Anonymous wrote:Grew up in an upper middle class family, but can still relate to a lot of this...couponing with mom, cars that we drove until they died (and dad somehow managed to resurrect them time and time again before the final death) and most of all, hand me downs for everything! I was the oldest so my hand me downs came from the neighbors. Clothes, shoes, Halloween costumes (or else my mom made them out of bedsheets and felt scraps), bikes...my two favorite hand me down items were a bright yellow banana seat bike and a purple and white striped one piece romper that I wore all summer and then brought to school to use as my gym clothes.
Anonymous wrote:Fried bologna - YES! And Velveeta Cheese! no candy! Rarely ate out and when we did were never allowed to order soda drinks ("complete waste of money!"). Did H&H Green Stamps. rolled pennies. Went through bags of quarters to separate the clad from the silver; made our own clothes; knitted. No one was SN, or appeared to be SN. No one was tutored unless they were totally flunking a class and then it was something to be ashamed of.
Anonymous wrote:My mother clipped coupons that let kids under 12 into the movies for free. She'd drop us (sister and me) off for the first show around noon and tell us to watch the movie 3 times or sneak into the theatre then she'd pick us up at 6.
I was also yanked from day care on my 10th birthday and given a key to the house, which I promptly lost. It wasn't replaced. I just hung out in the neighborhood till they got home from work.
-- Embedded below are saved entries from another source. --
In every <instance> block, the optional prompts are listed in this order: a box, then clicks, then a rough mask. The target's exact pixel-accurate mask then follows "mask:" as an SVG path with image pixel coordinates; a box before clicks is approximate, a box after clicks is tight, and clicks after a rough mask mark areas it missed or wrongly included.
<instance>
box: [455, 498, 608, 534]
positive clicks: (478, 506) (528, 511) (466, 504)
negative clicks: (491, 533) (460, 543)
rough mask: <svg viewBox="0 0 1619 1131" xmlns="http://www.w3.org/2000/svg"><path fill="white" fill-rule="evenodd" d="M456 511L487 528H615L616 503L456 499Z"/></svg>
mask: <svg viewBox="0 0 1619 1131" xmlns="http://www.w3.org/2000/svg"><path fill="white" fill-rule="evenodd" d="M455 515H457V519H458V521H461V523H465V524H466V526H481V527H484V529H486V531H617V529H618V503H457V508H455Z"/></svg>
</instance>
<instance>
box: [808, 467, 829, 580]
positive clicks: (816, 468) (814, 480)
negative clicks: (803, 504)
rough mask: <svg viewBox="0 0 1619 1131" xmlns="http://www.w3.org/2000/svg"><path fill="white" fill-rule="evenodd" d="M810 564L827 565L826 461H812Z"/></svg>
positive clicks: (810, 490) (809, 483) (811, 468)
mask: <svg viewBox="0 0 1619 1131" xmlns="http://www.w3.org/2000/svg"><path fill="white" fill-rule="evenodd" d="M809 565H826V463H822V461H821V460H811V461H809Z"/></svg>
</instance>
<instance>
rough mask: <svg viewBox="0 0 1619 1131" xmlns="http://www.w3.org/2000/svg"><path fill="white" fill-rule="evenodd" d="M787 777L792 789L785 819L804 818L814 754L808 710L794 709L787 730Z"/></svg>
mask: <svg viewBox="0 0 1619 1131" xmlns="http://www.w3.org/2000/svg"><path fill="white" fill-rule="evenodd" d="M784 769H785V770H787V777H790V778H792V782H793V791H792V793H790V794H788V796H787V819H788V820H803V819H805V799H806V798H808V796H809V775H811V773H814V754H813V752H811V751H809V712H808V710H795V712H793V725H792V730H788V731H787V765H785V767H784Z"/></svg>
Anonymous wrote:Anonymous wrote:Anonymous wrote:This is an interesting thread, though some of the memories of frugality are really about the '70s more than SES. I grew up in an affluent suburb of San Francisco in the '70s and my sisters and I all patched our jeans, made skirts out of jeans, and wore cut-offs. We were doctors' daughters and traveled to Europe in the summer, but the '70s were about not looking and acting like you were a rich girl. Think Patty Hearst; think Hall and Oates' "You're a Rich Girl". The sartorial tip-off that you had money was owning a pair of Frye boots. When I came east to go to college, my roommate, a college professor's daughter from the midwest, saw my boots and told everybody I was a debutante.
This. We ate Hamburger Helper, my mom made many of my clothes, cut-offs and cut-off skirts we're a fun project, patches all over the jeans, home haircuts for everyone, scotch tape and rubber bands on eyeglasses and my parent sent 2 girls through Sidwell and 2 boys through St. Albans. Try doing that now--it can't be done. Period.
Why can't it be done now? Social pressure?
Anonymous wrote:Anonymous wrote:This is an interesting thread, though some of the memories of frugality are really about the '70s more than SES. I grew up in an affluent suburb of San Francisco in the '70s and my sisters and I all patched our jeans, made skirts out of jeans, and wore cut-offs. We were doctors' daughters and traveled to Europe in the summer, but the '70s were about not looking and acting like you were a rich girl. Think Patty Hearst; think Hall and Oates' "You're a Rich Girl". The sartorial tip-off that you had money was owning a pair of Frye boots. When I came east to go to college, my roommate, a college professor's daughter from the midwest, saw my boots and told everybody I was a debutante.
This. We ate Hamburger Helper, my mom made many of my clothes, cut-offs and cut-off skirts we're a fun project, patches all over the jeans, home haircuts for everyone, scotch tape and rubber bands on eyeglasses and my parent sent 2 girls through Sidwell and 2 boys through St. Albans. Try doing that now--it can't be done. Period.
Anonymous wrote:We were relatively well off, but I remember taking broken appliances to the fix-it shop. I mentioned this to my kids recently and they said "wouldn't it just be cheaper to buy a new one?" I had to explain to them that things like hairdryers, portable TVs, record players, actually weren't that cheap to replace and that fixing things was commonplace. Times have changed!
Anonymous wrote:Vacations were going camping in our beat-up Rambler and eating PB sandwiches at rest stops.
Went on vacay with a friend and they stopped at Denny's to eat and stayed in motels, which I thought was pure luxury.